Sir Lawrence of the Meadowlands on Quite Frankly
That's right, everyone's favorite crack smoking, Jaworski-wrecking Giant had the pleasure of sitting down with everyone's, uh, well, with Stephen A. Smith. Now, I'm certainly no fan of Screamin' A., but when the show first premiered I had high hopes for it. I’ve always been fascinated by athletes, and hoped that Stephen A. could provide the sort of access that’s absent in today’s 5 Burning Buddweiser Hot Seat Questions age. The Firestone Weep Sessions of yore were always good for a laugh, but Roy could never truly be down with an Iverson or Moss, no matter how big he let his 'fro get.
Smith, however, was friends with guys like Iverson. He was an ally. Presumably, over the course of an hour long sitdown he would make the guys feel comfortable enough to open up and provide us with never-before-seen insight.
At least that was the hope. Unfortunately, Screamin’ A. is really awkward (and apparently even worse in person) and most of the interviews I’ve seen have been disappointments. Because of this (or the fact that more than half of America hated him to begin with), the show has been a huge failure, managing to draw lower ratings than the billiards reruns that it replaced in the ESPN lineup.
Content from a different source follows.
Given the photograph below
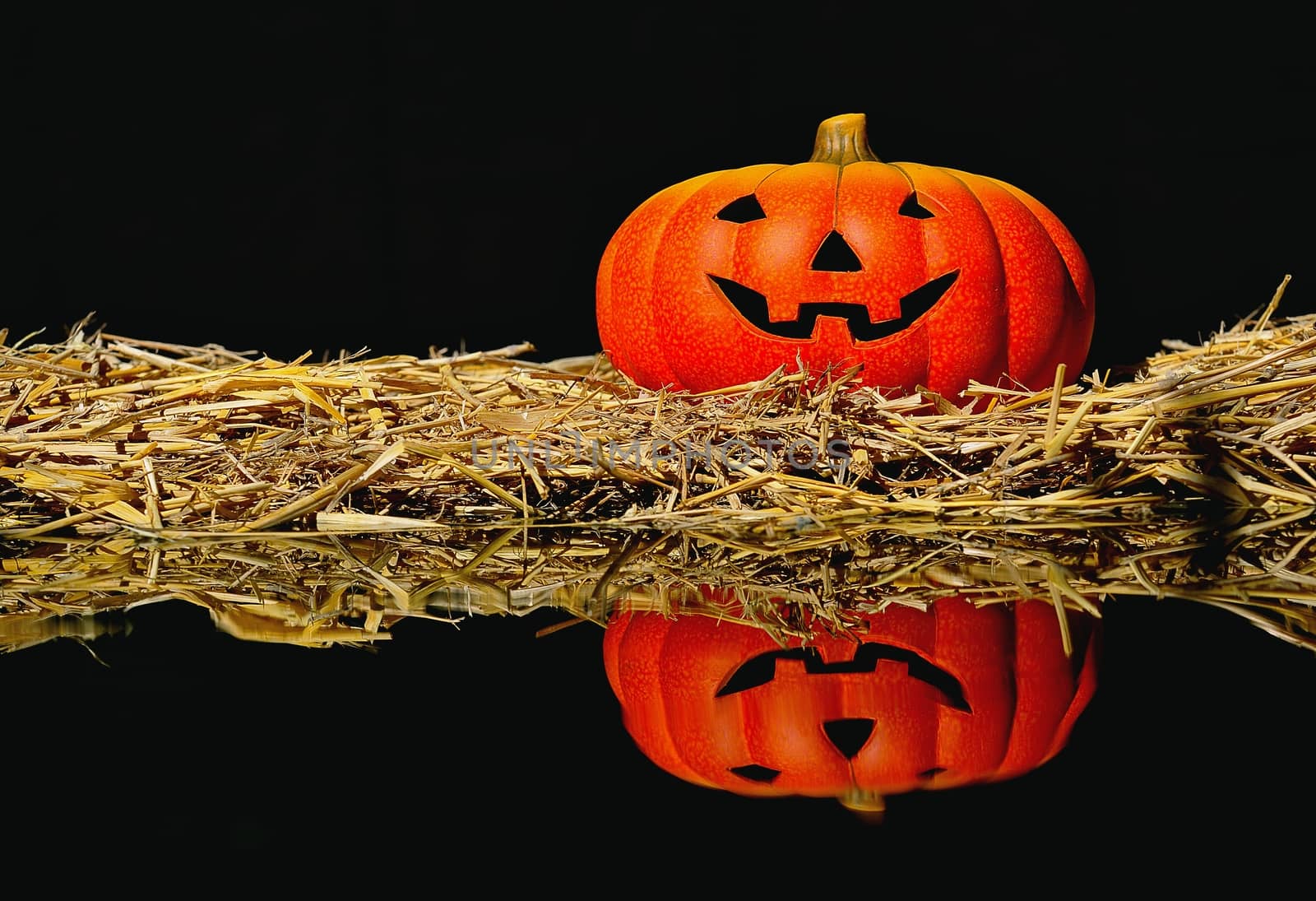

Nontheless, I tuned in when I heard LT was on. How could I not? When the show began with a montage of LT wrecking QBs and the NY studio crowd chanting "LT LT LT," I thought I was in good hands. The opening segment was the usual talk of drugs and football that we've all heard before. It didn't really capture my interest, but I knew it was inevitable. I just hoped that at some point they'd break new ground. Unfortunately, when they came back from commercial for the second segment, LT was joined by some white video game exec who was promoting Blitz: The League, a game that features a digital Lawrence on the cover.
Oh, so this is why LT's doing the interview. Shit. Nonetheless, LT never really let the white dude talk, and the conversation about video games had a few highlights, particularly the revelation that this LT endorsed game features gambling and "escorts." LT, wanting to make a buck off the game without biting the NFL hand that has fed him for so long (the NFL cut off all affiliation with this game after a bunch of the concerned parent types complained about its violence), claimed gambling and prostitution are in the game but not in the NFL. This prompted Stephen A. to ask LT about his history with call girls:
"You talked about how you would actually send prostitutes to opposing team’s hotels..."
"Escorts," LT corrected, "not prostitutes."
But between Smith's awkwardness and LT's crackheadedness, the interview never really got off the ground. When Smith tried to criticize LT for his involvement with a game inappropriate for 11 year old children (what insulting bullshit), LT responded with the bizarre, "Well, I got a game for them. It’s called Donald Duck meets Quite Frankly," (???) before cracking up at his own joke. Smith, not knowing how to respond, threw it to commercial and the show ended.
It wasn't a completely wasted 30 minutes, but I certainly wouldn't sit through it again. In the end, I felt the way I usually do with any Taylor appearance: a little sad and nostalgic, mildly amused, and generally confused.